L’incarcération préventive de la figure de l’opposition au Cameroun, Djeukam Tchameni, a été officiellement étendue pour une durée de six mois supplémentaires. Cette mesure, immédiatement fustigée par ses avocats, intervient après son arrestation survenue peu avant l’annonce des résultats du scrutin présidentiel du 12 octobre 2025. Djeukam Tchameni, qui s’était illustré par son soutien actif au candidat Issa Tchiroma Bakary, fait face à des accusations graves d’atteinte à la sûreté de l’État, une qualification fréquemment utilisée par la justice militaire camerounaise dans les contentieux à caractère politique.

Le conseil du prévenu, Maître Jean Joseph Claude Siewe, dénonce avec vigueur une procédure qu’il estime entachée d’irrégularités. Selon lui, le maintien derrière les barreaux de son client s’inscrit dans une illégalité manifeste, d’autant plus que l’instruction n’aurait apporté aucun élément concret pour étayer les charges. Pour la défense, cette prolongation n’a d’autre but que d’écarter un acteur politique gênant de l’espace public.

Une affaire ancrée dans les tensions post-électorales

Le placement en détention de Djeukam Tchameni fait suite aux turbulences ayant émaillé l’élection présidentielle d’octobre 2025. Ce scrutin a été marqué par une dynamique forte autour d’Issa Tchiroma Bakary, ancien membre du gouvernement passé dans les rangs de l’opposition.
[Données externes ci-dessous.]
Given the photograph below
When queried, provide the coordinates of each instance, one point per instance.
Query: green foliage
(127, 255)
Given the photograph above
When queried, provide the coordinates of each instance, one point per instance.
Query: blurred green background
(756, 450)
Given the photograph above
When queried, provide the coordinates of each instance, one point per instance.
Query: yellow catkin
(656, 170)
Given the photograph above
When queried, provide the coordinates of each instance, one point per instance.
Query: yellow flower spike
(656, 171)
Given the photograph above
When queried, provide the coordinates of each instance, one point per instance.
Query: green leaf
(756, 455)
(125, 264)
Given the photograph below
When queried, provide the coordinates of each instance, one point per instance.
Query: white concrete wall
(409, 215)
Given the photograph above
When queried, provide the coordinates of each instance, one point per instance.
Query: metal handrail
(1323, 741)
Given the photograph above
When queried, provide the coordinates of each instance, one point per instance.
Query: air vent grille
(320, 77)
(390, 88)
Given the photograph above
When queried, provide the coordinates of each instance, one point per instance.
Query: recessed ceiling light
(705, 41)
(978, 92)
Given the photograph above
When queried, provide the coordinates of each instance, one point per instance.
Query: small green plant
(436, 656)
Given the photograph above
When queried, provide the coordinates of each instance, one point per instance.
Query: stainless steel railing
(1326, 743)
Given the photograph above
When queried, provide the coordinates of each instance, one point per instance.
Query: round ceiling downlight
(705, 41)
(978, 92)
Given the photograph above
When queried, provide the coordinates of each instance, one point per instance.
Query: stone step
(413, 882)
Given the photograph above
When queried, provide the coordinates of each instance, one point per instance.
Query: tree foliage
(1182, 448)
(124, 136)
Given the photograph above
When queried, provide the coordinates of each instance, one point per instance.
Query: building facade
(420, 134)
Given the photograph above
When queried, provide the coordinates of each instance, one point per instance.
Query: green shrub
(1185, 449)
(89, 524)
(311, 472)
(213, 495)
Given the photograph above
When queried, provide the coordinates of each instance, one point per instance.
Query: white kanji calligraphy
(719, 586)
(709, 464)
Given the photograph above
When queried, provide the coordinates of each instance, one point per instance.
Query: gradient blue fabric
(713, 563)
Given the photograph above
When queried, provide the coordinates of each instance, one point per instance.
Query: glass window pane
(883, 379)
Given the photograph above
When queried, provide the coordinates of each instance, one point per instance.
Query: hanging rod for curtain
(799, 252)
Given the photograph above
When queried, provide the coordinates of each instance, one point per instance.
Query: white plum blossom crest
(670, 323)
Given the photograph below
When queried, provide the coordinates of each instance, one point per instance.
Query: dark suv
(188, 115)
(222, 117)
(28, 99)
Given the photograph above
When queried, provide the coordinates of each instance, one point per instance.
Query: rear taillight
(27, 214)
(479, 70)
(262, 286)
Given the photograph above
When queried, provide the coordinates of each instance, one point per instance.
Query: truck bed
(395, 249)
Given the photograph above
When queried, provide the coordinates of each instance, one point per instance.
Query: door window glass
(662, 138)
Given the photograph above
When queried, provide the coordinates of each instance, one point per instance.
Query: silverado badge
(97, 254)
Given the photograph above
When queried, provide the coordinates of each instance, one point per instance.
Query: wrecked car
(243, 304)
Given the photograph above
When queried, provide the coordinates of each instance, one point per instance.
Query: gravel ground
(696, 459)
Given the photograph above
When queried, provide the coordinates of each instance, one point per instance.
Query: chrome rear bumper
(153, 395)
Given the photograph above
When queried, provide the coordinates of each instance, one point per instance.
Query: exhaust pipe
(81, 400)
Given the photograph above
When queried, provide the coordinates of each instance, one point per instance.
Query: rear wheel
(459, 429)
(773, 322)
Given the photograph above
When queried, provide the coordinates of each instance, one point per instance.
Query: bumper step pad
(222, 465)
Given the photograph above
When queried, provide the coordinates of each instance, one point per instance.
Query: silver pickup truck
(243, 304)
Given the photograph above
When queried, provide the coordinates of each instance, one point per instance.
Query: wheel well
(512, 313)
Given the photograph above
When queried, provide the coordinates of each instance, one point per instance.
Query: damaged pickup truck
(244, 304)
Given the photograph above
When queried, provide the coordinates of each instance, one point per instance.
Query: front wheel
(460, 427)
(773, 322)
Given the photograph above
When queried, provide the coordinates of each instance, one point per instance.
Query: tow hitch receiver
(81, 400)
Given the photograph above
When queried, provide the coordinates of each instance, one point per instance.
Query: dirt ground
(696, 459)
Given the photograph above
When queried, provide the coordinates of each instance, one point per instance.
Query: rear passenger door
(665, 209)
Avant même la proclamation des chiffres officiels, de vives contestations avaient éclaté, entraînant une vague de pressions sur les alliés de Tchiroma. Plusieurs cadres ont ainsi été emprisonnés, tandis que d’autres subissaient des restrictions de mouvement.

L’usage de l’accusation d’atteinte à la sûreté de l’État permet de transférer le dossier vers le tribunal militaire. Cette juridiction d’exception est régulièrement critiquée par les défenseurs des droits humains pour son manque de souplesse et la longueur de ses procédures, limitant considérablement les possibilités de défense pour les opposants politiques au Cameroun.

Les délais légaux au cœur de la contestation judiciaire

Maître Siewe concentre son offensive juridique sur le non-respect du Code de procédure pénale. Il rappelle que toute prolongation de détention doit être rigoureusement justifiée par des nécessités d’enquête précises. Or, la défense affirme qu’aucun nouvel acte d’instruction n’exige le maintien en cellule de l’opposant. De plus, l’absence de débat contradictoire avant cette décision est perçue comme une atteinte directe aux droits fondamentaux du détenu.

Malgré l’intention de l’avocat d’utiliser tous les recours légaux pour obtenir une libération sous caution, les précédents judiciaires au Cameroun incitent à la prudence. Dans les dossiers touchant à la sécurité nationale, il n’est pas rare que les prévenus passent plusieurs années en attente d’un procès, sans que leurs demandes de mise en liberté n’aboutissent.

Un avertissement adressé aux forces d’opposition

Le sort réservé à Djeukam Tchameni sert de test pour évaluer le climat politique post-électoral. En maintenant en prison un soutien clé du principal adversaire au pouvoir en place, les autorités envoient un signal de fermeté à toute la classe politique et à la société civile. La contestation électorale semble ainsi conduire inévitablement à des procédures judiciaires de longue haleine.

Pour les partisans d’Issa Tchiroma Bakary, l’objectif est désormais de maintenir l’attention sur ces détenus et de dénoncer les failles du dossier au niveau international. De son côté, le pouvoir semble privilégier une stratégie d’usure, misant sur le temps pour affaiblir la mobilisation de l’opposition. Cette prolongation de six mois offre au parquet un délai supplémentaire pour tenter de consolider une accusation dont la pertinence reste vivement débattue.